A YouTube video has captured two Mounties in red serge playing a game of shinny last week on a lake that is renowned as the birthplace of hockey. Does it get any more Canadian than that?

'It was a spur of the moment kind of thing,' says Const. Neal Machek

Two Mounties in red serge played a game of shinny last week on a lake that is renowned as the birthplace of hockey.

Does it get any more Canadian than that?

"It was a spur of the moment kind of thing," said Const. Neal Machek, originally of Kelowna, B.C.

Both Mounties are posted to Deline, N.W.T., a community of about 550 people on the shores of Great Bear Lake.

Machek says he and Const. Jason Ellefsen, originally from Saint John, N.B.,were on their way home from a Remembrance Day ceremony at the local school when they noticed the ice on a channel off the big lake appeared to be firm enough for skating.

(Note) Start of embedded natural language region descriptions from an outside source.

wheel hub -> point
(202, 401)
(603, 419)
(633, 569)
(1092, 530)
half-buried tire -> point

"There were skidoo tracks and even moose tracks on it," Machek said. "So we took our high brown boots off and threw our skates on and grabbed our hockey gloves and sticks."

Machek's wife Shelagh took a video and posted it to YouTube.

Deline was once known as Fort Franklin, named when the doomed explorer wintered at a Hudson's Bay post in the winter of 1825.

A note in Sir John Franklin's diary about his men playing games of hockey on the ice is believed to be the first recorded mention of the game in North America. It came 18 years before a British army officer, in Kingston, Ont., recorded that he learned to skate and play hockey.

In 2006, N.W.T. MLAs passed a unanimous motion recognizing the community, 538 kilometres north of Yellowknife, as the rightful claimant to being the birthplace of hockey.

That played into the Mountie's desire to get out on the ice in full regalia, but so did the nice weather and fresh, smooth ice.

"I just wanted to get out there and do it, for whatever reason I don't know," Machek told The Huffington Post. "Just something fun to do."